The mistake here is thinking that the U.S. government either cares about or wants to protect free speech of any sort. I would recommend he appeal. Blogs are a form of news. As far as how truthful they are, I recommend we compare them against the standard of Fox news as a barometer. With that measurement, everyone should be safe!

Mr D · December 9, 2011 at 4:32 AM

Looking for Sanity, defamation is defamation – regardless of whether you're a journalist or a blogger. In the Portland case, the blogger was found not be protected by media shield laws because she did not work for a recognised publication.

This is irrelevant in Australia because we don't have such laws and do not have a constitutional guarantee of free speech or a Bill of Rights as the Americans so.

There is nothing in Australia but convention and much more restrictive defamation law, under which even the TRUTH is no defence.

Anonymous · December 9, 2011 at 10:17 PM

“There is nothing in Australia but convention and much more restrictive defamation law, under which even the TRUTH is no defence.”

Truth has been a defence in every state and territory since the uniform defamation laws were introduced in 2005.

Mr D · December 10, 2011 at 12:36 AM

Thanks Anon. I stand corrected. When I practised as a professional journalist truth was only a defence if your article passed a 'public interest' test. Thankfully, the move to uniform laws about five years ago removed that criteria.

Mr D · December 10, 2011 at 12:36 AM

Thanks Anon. I stand corrected. When I practised as a professional journalist truth was only a defence if your article passed a 'public interest' test. Thankfully, the move to uniform laws about five years ago removed that criteria.

Anonymous · December 10, 2011 at 6:45 AM

The uniform law was a great step forward once they talked Phil Ruddock out of putting in a right for the dead to sue for defamation.

Which is not to say publishing facts that powerful people would prefer you didn't is now all of a sudden easy. Which might be one of the reasons for the push towards all-opinification, all-the-time outlets such as The Drum and The Punch – opinion is a lot cheaper than facts.

Which ties in with the point you make in your post about trust. I just question who's going to pay for the boring, time-consuming work of verifying facts when it's so easy just to stand back and blast away with some tendentious hit magnet op-eds…

Notus · December 12, 2011 at 7:49 AM

“After an exhaustive review, the Australian Centre for Independent Journalism (ACIJ) has released research showing news coverage of the carbon price debate in Rupert Murdoch's News Limited papers had negative coverage outweigh positive coverage by 82% to 18%.”

http://datasearch2.uts.edu.au/acij/investigations/detail.cfm?ItemId=29219

No surprise then that the public is gravitating towards blogs, only a fool would trust the MSM.

Damien N · December 17, 2011 at 12:48 PM

I'm sorry, but no matter how cut price it is, MSM still currently goes through a substantially more rigorous editing process (ie some) than blogs (ie none).
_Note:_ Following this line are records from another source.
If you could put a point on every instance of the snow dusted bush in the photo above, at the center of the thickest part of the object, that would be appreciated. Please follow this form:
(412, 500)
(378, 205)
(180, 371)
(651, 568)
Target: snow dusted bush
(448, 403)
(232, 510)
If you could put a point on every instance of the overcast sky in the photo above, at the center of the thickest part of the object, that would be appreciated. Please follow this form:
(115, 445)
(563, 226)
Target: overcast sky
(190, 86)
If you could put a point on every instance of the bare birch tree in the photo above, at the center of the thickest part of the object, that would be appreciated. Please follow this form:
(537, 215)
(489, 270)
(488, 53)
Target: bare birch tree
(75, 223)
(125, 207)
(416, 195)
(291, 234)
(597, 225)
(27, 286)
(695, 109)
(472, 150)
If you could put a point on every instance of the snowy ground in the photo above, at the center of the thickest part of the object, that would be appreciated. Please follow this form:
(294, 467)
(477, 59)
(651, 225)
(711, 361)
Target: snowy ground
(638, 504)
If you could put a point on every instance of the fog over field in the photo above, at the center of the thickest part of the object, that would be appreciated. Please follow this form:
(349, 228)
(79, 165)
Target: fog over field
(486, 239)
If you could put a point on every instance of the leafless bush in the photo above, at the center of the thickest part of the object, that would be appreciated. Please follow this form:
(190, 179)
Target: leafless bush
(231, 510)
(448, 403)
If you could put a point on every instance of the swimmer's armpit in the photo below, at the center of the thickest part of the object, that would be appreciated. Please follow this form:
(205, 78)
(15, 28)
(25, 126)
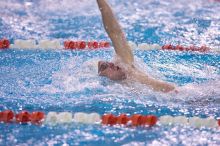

730reportland · December 18, 2011 at 6:42 PM

Looking for Sanity says
`The mistake here is thinking that the U.S. government either cares about or wants to protect free speech of any sort.`
I agree, we need to follow the SOPA news Mr-D. It`s the Yank`s trying to regulate the web.

The shockjocks and trollumnists and opinionistas, marketing and spin doctors of all flavors have damaged the `News` brand and Newsmen beyond repair under the umbrella of `media`.

There does seem to spiteful attacking of citizen bloggers from the above.

No good deed goes unpunished, seems to be the `game` of the powerful. Assange, Manning, Elsworth.

Free speech and freedom seem to be under seige in so-called Democracy`s.